A Rainbow Ridge contribui para o Centro de Gays e Lésbicas de Nevada e para um projeto de combate a AIDS em Los Angeles. Seus donos são gays, a empresa é gay, o slogan de sua publicidade é "Come Home To Family" (“Venha para a Família”), para a comunidade gay, portanto.
Apenas isso. Os vinhos servem a todos os credos, times, partidos, sexos e, principalmente, gostos. Isso é o mais importante.
Mas fomos encontrar em Roma o que está sendo considerado o primeiro vinho na história dedicado aos gays. O editor italiano Roberto Massari manda produzir vinhos especiais para uma série que intitulou de Vini da Leggere (“Vinhos para Ler”). Isso mesmo, os livros são os rótulos e contra-rótulos dos seus vinhos. Um livro de duas páginas.
A série, que já conta com 11 “vinhos literários”, entre eles um rosé dedicado à revolucionária marxista e feminista Rosa Luxemburg.

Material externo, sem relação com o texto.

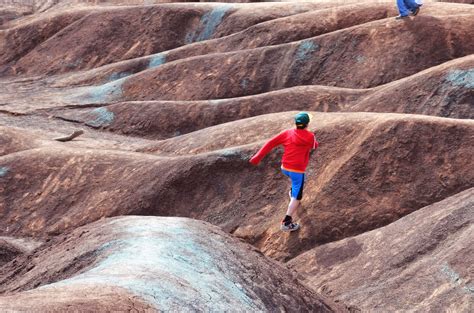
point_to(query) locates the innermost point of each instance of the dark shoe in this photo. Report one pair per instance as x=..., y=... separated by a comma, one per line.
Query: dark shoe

É o Rosé Luxemburg, um Montepulciano d´Abruzzo 2001. E um branco também da região de Abruzzo, o Barricadero Blanco, em homenagem a Che Guevara.

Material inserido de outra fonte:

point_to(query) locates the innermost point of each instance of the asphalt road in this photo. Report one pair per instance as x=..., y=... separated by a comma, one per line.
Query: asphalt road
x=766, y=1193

Massari decidiu ano passado lançar um livro (na Itália seus vinhos são legalmente considerados livros) em homenagem ao primeiro ativista gay da história, o advogado e escritor alemão Karl Heinrich Ulrichs (1825-1895).

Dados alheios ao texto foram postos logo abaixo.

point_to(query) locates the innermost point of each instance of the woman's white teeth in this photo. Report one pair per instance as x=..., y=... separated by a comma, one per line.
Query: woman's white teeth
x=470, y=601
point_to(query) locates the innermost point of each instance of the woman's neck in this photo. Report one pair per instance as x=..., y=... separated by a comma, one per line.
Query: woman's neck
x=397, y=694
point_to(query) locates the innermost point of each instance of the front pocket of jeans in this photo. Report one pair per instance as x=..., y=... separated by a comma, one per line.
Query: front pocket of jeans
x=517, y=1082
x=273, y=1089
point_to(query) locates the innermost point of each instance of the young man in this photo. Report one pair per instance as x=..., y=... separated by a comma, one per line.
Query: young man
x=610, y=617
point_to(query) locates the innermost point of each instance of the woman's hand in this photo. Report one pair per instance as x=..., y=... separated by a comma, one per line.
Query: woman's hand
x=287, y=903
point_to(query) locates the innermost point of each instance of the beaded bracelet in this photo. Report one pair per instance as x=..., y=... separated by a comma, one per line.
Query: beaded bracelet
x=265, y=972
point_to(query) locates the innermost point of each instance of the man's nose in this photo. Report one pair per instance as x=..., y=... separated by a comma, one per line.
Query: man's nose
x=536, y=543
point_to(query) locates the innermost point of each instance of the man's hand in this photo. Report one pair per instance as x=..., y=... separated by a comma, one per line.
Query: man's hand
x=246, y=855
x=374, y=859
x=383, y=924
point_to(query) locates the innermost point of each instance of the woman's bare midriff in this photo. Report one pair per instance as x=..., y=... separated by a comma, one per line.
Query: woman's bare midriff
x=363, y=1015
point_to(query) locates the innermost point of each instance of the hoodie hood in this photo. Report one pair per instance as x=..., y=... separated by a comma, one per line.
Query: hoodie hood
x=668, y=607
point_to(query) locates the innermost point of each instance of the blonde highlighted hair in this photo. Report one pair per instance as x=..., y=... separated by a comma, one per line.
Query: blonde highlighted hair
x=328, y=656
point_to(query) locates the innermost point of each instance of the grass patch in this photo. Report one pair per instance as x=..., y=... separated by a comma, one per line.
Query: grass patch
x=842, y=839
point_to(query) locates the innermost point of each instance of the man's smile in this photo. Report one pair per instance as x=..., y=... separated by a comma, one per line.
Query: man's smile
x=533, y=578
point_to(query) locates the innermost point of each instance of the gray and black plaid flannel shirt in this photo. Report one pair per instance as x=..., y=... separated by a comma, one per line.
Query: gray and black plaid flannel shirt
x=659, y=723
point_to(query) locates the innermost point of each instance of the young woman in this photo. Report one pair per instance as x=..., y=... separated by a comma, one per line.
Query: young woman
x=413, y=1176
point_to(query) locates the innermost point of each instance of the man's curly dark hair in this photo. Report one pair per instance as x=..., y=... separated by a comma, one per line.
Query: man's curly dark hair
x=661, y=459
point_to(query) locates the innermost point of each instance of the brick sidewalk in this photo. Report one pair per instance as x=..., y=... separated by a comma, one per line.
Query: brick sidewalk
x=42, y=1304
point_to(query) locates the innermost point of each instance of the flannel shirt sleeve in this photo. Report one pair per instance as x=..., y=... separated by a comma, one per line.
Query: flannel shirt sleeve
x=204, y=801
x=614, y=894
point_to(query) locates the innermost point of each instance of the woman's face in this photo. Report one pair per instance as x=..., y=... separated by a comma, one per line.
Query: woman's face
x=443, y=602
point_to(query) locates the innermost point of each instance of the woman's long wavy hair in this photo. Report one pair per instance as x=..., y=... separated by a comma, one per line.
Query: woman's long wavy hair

Karl assumiu sua condição de homossexual publicamente (e precisava ser muito macho para fazer isso naquela época e naquele país, reduto de prussianos com aquele jeito meinkampf de ser). E publicou panfletos defendendo direitos de gays, lésbicas e das mulheres em geral, que não tinham também quaisquer direitos. Como, advogado, Karl amparou homossexuais acusados de “má conduta pública”, essas coisas. O alemão agitou tanto que acabou preso e depois perseguido em seu país. Buscou refúgio na Itália, onde morreu na cidade de L´Aquila, na região de Abruzzo.
Massari deu ao vinho-livro o nome de Rosso Gayardo (“Tinto Gayardo”), um vinho denso e forte, com 13,5% de álcool, feito com uvas Nebbiolo, da região do Piemonte. É um senhor vinho, uma homenagem a qualquer amante da bebida de bom gosto, não importando sua preferência sexual.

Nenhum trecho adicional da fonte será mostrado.